К прекрасному относится все поэтическое и волшебное: клады, заговоры, молитвы, лечебные травы, тайны звезд и камней, из новейшего – летающие тарелочки и экстрасенсы. К ужасному – чудовищные редкостные болезни, глисты, змеи. убийства, особенно из-за богатства, все виды порчи и прочая дьявольщина. Душа у нее поэтичная до чрезвычайности, она во всяком слове может уловить музыку, даже латинские названия жутких болезней произносит с чувством таящейся в них красо ты.

– Зачем вы Надю в реке моете? – как-то сделала она замечание Лене. – Там же овцы пьют, там могут быть сальмонеллы – и это «сальмонеллы» так с упоением, в растяжку сказала, даже глаза прикрыла.

– Чего там? – насторожился Леня, но узнав, что это овечий глист, опасный для человека, причем смерть от него быстрая и мучительная, назло ей съехидничал:

– Да?! А я подумал цветы какие… Чего вы так говорите, сказали бы просто «глисты». Мы тут, считай, тридцать лет моемся, а было время и пили эту воду – другой- то не было, а живы пока…

Петровна обиделась, губки надула: «У-у! Вредный вы! Вредный, бурят!» – повернулась и пошла. Черная с проседью богатая шевелюра, мягкая Ленина повадка, да рождение на Востоке почему-то утвердили Петровну в мысли, что без бурятской крови в его жилах не обошлось. Но сам Леня ничего такого за собой не знает. Она постояла у кромки густо набежавшего к берегу комка, вслушалась в гомон неутомимо припадающих к воде чаек, скороговорочкой сказала сама себе: «Если чайка села в воду, жди хорошую погоду», и как ни в чем ни бывало окликнула Леню, уже ведущего Надю к дому:

– Леня, давайте лодку спихнем, половим бычка!

– Что ж со мной ловить, если я – вредный бурят. – Ну, Ленечка! Это ж я так сказала. Буряты – они ж хорошие!

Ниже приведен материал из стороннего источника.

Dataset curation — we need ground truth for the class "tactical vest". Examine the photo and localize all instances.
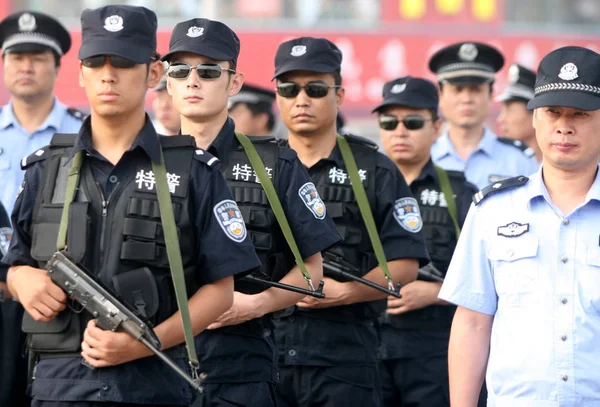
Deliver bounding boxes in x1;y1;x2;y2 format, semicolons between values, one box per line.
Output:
384;171;465;331
312;135;385;321
23;134;202;354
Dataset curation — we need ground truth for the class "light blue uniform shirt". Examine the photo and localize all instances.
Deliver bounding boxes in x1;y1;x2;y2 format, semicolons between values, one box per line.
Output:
439;166;600;407
431;129;539;189
0;99;82;216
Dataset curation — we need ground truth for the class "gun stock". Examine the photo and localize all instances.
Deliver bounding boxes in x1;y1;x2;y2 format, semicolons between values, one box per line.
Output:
46;251;206;393
323;252;402;298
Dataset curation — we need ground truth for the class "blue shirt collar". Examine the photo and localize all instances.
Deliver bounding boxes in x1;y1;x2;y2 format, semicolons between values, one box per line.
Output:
69;114;161;163
0;98;67;133
432;127;497;161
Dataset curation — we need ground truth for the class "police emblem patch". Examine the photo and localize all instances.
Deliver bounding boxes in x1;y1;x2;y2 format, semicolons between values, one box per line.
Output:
186;26;204;38
498;222;529;237
18;13;37;31
558;62;579;81
290;45;306;57
390;83;406;94
0;228;12;256
213;199;248;242
298;182;327;219
104;15;123;33
394;197;423;233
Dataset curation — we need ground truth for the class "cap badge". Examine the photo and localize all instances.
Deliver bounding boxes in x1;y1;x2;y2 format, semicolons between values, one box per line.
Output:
104;15;123;33
558;62;579;81
19;13;37;31
458;42;479;62
390;83;406;94
186;26;204;38
508;65;520;85
290;45;306;57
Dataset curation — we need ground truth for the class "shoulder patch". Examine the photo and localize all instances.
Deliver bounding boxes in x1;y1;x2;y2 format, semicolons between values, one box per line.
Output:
21;146;49;170
473;175;529;205
194;148;221;167
498;137;535;157
67;107;87;121
343;134;379;151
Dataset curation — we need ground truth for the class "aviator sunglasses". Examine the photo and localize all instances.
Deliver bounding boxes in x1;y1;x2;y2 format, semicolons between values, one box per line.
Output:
277;82;341;99
167;62;235;79
81;55;137;68
379;114;433;130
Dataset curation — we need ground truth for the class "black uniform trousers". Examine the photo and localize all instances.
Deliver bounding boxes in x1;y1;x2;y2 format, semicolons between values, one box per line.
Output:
0;301;30;407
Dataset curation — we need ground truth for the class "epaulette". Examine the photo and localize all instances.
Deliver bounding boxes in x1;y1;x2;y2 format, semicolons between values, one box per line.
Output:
473;175;529;205
67;107;87;121
343;133;379;151
194;148;220;167
498;137;535;157
21;146;50;170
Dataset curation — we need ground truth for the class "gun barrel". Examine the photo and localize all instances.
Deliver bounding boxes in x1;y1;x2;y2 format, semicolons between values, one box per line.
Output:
323;262;402;298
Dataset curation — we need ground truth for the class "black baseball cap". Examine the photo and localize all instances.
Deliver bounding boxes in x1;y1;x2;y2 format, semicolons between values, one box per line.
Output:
79;5;157;64
429;42;504;85
527;47;600;110
229;84;275;109
162;18;240;69
273;37;342;79
371;76;439;113
0;11;71;57
496;64;535;102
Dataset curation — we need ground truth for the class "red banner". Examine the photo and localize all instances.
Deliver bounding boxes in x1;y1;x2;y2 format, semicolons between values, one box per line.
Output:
0;32;600;115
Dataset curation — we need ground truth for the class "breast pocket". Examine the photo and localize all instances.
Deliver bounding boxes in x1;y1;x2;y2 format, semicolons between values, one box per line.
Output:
488;235;540;306
577;247;600;315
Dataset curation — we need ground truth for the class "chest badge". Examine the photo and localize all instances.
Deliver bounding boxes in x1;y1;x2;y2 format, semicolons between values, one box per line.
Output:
214;199;248;242
394;197;423;233
298;182;327;219
498;222;529;237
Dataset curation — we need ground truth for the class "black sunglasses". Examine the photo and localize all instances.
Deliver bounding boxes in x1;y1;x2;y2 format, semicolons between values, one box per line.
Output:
167;63;235;79
81;55;137;68
379;114;433;130
277;82;341;99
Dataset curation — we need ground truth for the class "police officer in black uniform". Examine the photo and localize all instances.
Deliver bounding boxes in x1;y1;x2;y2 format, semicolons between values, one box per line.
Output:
229;83;275;136
163;18;340;407
3;6;260;407
373;76;477;407
496;64;542;164
0;202;29;407
274;37;427;407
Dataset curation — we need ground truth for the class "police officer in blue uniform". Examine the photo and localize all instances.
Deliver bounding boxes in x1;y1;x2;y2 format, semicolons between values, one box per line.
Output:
496;64;542;164
0;11;83;406
3;6;260;407
373;76;477;407
0;11;83;214
274;37;427;407
429;42;537;189
163;18;340;407
229;83;275;136
440;47;600;407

– Не ходи! Не ходи с ней! – больная Надя давно ревнует его к белотелой дачнице, один раз в приступе бессильной злобы побила окна в ее доме: долго болтались тогда Леня с Петровной в море, хорошо шел бычок, а вот с того, собственно, дня и началась Надина болезнь. Но, как ни странно, именно над Надей Петровна имела магическую власть.

– Бросьте вы свои глупости, Надя! – говорит она сердито и строго. – Мне что ли одной бычок нужен? Он и вам нужен. Я приду, помогу Лене почистить, ухи свежей наварим! – так у нее все ладно, задорно получается, а, главное, этим вот естественным, без всякого ударения брошенным «Вы» – возвращением чего-то давно забытого – Петровна раз и навсегда взяла верх над Надиной душой.

Еле ворочая языком, полупарализованная Надя любила вспоминать плачевную историю своей болезни: «Я побила окна, а она с моря вернулась и говорит: „Уходи и больше не приходи“. Я говорю: „Вот уйду и не приду больше“. А она говорит: „И очень хорошо! И еще пойдешь и упадешь!“ Я пошла и упала. Вернулась к ней и говорю: „Петровна, я упала!“ А она: „И правильно! И еще упадешь!“ Я пошла и еще упала… И уж встать не могла…»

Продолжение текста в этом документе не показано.